As I "blazed" trails through the shoulder high grasses, I recalled what it like breaking trails through knee high snow back in January.
It was pretty warm now and I wished I could have had a bit of that winter chill from before.

The thunderheads kept building...

Yet all around me the light winds barely moved the drying grass stalks.
(I could have spent hours just photographing all the kinds of grasses that were growing in that field!)

The bees enjoyed the lacy white flowers growing aside the Weber River stream bed.
Many colors were to be found on each thistle blooming in the sunshine.

Down the road away we passed three rams grazing in a field.

They kept their noses tight to the grass, cropping and gnawing mouthfuls, moving a foot or so every few minutes.

Their eyes looked so meek and gentle, their horns suggested a more combative soul.
I know nothing about male sheep: are rams gentle or an animal to watch out for, like a male goat; likely to take a charge at you for no reason at any time?
I secretly would have liked to have been able to stroke their curly horns and patted their soft looking noses.
They didn't seem to smell like billy goats always do.
Next time I meet a sheep rancher, I guess I will have to ask a few question to find out the truth about the rams.
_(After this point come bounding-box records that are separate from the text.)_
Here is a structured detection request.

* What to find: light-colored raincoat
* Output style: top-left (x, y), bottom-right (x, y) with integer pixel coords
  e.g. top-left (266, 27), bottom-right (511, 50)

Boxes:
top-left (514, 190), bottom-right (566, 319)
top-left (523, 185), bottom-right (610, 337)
And that's what I saw on a couple of rambles about this warm summer week.
How was your week?
Did you see anything that left you with unanswered questions?


Vicki said...

Hmmmm...I'm thinking how much I'd enjoy a picnic dinner beside a running stream...

Vee said...

Are you known for going off the trail, Jill? I think a picnic beside the stream halfway up the mountain sounds like a bit of heaven on earth. Are you planning to finish the hike someday just to see what kind of a lake it is up there? Perhaps you'll want to go for a swim...

Judy said...

It's so much more fun hiking with a camera...and documenting along the way! Great pic's.